In fact, traditional underwriting focussed on three factors: down payment (loan-to-value), ability to pay (debt to income), and character, i.e., one's "willingness or propensity" to honor debts, as reflected in the FICO score.
It turns out the latter -- "character" -- is by far the most sensitive of the three, and yet, the government forced lenders to ignore it, with (literally) predictable results.

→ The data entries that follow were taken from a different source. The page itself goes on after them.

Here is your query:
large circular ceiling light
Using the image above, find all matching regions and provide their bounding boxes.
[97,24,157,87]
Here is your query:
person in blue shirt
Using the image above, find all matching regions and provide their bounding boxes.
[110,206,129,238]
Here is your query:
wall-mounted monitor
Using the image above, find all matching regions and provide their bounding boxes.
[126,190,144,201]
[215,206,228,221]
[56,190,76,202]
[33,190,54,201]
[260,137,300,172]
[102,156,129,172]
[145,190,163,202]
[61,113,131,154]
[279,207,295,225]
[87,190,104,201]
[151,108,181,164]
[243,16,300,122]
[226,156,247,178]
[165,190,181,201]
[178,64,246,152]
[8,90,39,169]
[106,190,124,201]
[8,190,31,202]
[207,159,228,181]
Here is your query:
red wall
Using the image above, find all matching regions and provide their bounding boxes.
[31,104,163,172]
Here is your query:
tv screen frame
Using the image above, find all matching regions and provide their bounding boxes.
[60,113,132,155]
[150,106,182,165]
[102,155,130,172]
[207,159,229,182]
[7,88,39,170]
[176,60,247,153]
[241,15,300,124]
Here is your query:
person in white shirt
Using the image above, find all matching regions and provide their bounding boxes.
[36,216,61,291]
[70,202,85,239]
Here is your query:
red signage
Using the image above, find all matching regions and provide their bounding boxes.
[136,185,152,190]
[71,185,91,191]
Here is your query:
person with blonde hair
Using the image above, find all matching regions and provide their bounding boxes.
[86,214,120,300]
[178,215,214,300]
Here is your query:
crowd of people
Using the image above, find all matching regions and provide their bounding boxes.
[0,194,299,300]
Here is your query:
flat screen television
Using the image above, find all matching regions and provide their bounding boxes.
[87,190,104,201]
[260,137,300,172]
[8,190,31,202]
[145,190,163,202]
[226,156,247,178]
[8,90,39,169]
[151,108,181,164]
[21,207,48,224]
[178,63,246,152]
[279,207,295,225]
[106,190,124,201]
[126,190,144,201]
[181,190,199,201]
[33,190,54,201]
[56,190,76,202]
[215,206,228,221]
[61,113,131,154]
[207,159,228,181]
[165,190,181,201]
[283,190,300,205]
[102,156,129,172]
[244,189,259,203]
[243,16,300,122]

For example, the risk of default is 47 times greater with a FICO score of less than 621. But if banks failed to give loans to people with FICOs lower than 621, they would be harassed and accused of racism by government regulators. So, what would you do?
As such, we can't actually blame the bubble on subprime people; or rather, the subprime people are actually bubbleheaded leftists who insist that their fantasies of equality can trump the laws of economics.
I guess that's the point I wanted to get to. It's nice to have all the factual backing Wallison provides, but the real problem is that the left lives in an intellectual bubble inflated by with dreams, wishes, hopes, and more-or-less pure bullshit.
Obamacare is surely a bubble, and Instapundit (among others) has written at length on the Higher Education Bubble. I haven't read the book, but from the perspective we are discussing, the government is creating artificial demand by insisting that everyone should go to college, and here's some money to pay for it and keep you indebted to the government forever.
Thus, college is filled with subprime intellects, and not just the students! If. Only.
Global warming? Bubble. Feminism? Bubble. Keynesian economics? Bubble. What was Obama but a giant bubble inflated by the toxic fumes of the left?